In my view, the math of trophic levels implies only one plausible direction for decarbonizing the food system: eating lower on the food pyramid7. In 2018, Poore & Nemecek published an important paper which showed that shifting to plant-based diets would cut emission in half, and reduce land use by three-quarters. Reforesting that land, by the way, would remove an estimated 800 gigatons of CO2 from the atmosphere! Another important study by Eisen & Brown found that phasing out animal agriculture, over a period of 15 years, would effectively pause global warming for 30 years.

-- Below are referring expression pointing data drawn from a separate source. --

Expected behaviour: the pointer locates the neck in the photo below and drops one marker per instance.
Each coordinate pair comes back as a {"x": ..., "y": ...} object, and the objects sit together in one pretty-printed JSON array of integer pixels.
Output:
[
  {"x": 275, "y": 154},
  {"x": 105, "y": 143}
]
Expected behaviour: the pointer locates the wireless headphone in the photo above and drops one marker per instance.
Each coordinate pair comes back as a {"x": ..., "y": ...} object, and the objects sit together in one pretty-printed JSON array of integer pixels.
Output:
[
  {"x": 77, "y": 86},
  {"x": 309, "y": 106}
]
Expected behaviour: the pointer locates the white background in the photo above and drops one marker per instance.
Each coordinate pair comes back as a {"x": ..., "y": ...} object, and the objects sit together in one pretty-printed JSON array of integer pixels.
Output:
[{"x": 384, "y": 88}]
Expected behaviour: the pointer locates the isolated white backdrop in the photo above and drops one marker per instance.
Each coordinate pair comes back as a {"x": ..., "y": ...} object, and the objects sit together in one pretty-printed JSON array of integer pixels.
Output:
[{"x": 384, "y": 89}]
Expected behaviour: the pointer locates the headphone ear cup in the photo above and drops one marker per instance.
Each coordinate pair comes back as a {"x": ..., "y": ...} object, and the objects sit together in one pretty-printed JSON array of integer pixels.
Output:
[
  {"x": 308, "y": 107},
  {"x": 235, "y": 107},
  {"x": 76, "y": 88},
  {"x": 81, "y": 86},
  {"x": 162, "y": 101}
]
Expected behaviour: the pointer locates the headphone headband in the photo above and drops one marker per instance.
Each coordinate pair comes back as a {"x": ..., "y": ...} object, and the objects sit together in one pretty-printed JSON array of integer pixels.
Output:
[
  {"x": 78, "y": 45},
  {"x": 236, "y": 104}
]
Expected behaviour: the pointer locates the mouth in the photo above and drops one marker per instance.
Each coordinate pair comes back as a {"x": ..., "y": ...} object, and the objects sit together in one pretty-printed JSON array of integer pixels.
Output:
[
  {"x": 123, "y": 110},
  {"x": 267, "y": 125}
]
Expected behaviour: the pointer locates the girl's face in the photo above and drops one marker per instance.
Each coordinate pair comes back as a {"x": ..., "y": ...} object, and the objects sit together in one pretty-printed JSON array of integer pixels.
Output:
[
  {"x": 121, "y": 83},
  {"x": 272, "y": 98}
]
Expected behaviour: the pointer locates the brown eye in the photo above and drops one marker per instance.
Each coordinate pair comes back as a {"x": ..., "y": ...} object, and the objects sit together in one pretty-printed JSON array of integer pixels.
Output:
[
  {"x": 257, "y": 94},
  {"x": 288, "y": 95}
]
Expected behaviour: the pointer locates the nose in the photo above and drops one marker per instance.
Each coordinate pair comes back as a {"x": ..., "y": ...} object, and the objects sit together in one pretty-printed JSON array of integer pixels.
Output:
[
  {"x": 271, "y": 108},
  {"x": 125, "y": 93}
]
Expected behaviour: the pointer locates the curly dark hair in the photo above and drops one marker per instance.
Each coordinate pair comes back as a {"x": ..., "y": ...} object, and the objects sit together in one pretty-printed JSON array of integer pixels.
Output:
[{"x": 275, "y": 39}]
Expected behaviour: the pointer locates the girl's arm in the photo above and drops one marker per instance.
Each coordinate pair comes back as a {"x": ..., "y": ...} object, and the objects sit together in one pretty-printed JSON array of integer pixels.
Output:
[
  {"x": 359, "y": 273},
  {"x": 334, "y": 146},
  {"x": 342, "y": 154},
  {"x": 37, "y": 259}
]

We should be very skeptical of any climate solution that promises decarbonization without any material change to how food energy is produced. Examples abound, like carbon neutral milk, regenerative grazing8, and feed supplements. These are solutions that partially help, partially confuse consumers, but will never scale to fully address climate change due to the basic rules of thermodynamics.

Eating lower on the food pyramid doesn't mean eating grass, as the straw-man counterargument often goes. Some of us might voluntarily change our diets, but most people probably won't have to make many sacrifices at all. Alternative proteins (meat, dairy, and eggs, produced without animals) recombine plant ingredients from L1L_1 to mimic foods from L2L_2, L3L_3, and so on! As alternative proteins approach price and taste parity, we'll be able to eat many of the foods we already enjoy for a fraction of the environmental cost.

Outperforming photosynthesis

A plant-based diet is much more energy- and land-efficient than an omnivorous diet, but it still runs up against the poor efficiency of photosynthesis (well below 1%, as we saw above). Is photosynthetic efficiency a hard upper bound on the efficiency of food production? Short answer: no! In the next post, I'll explore a NASA-inspired food production technology that can outperform the efficiency of photosynthesis.

Footnotes

  1. See the supplemental data from this paper. For comparison, a modern solar panel has a theoretical efficiency of ~32%, a ~20% efficiency under ideal conditions, and more like a 5% efficiency if you factor in cloudy days, suboptimal sun angles, etc. At 5% efficiency, solar panels are still about 10x more efficient than most plants.

  2. Decomposers like mushrooms make the picture slightly more complicated, since they can recycle energy from higher trophic levels down to lower levels.

  3. Carrying capacity is why you'd probably find far fewer carnivores in a given area of land, and maybe why they tend to be more solitary than herbivores?

  4. The “food pyramid” is actually an apt metaphor, as you need a very wide area of the base (photosynthesis) to support the increasingly narrow levels above.

  5. Cows and other ruminant animals are infamous for their methane emissions, which is more due to the idiosyncrasies of their digestive biology than a consequence of trophic levels.

  6. Despite using the majority of farmland, livestock only supply 17% of the world's calories and 38% of its protein.

  7. Reducing food waste is critical too, of course, since about one-third of food is wasted. However, I want to re-emphasize the point that livestock are the largest source of food waste by far, since most of the calories they eat are lost from the human food supply as heat. Counterintuitively, reducing the number of farmed animals actually leads to a net increase in food, since feed crops become available for direct human consumption.

  8. Regenerative grazing may promote soil carbon, but proponents fail to acknowledge the fine print and limitations: it requires way more land, and the cows grow more slowly, which means they'll produce more methane in their lifetime. The push for regenerative grazing also implies a false choice between factory-farmed beef and sustainable beef. There is a third option, where we turn pastureland back into its natural state and eat something else.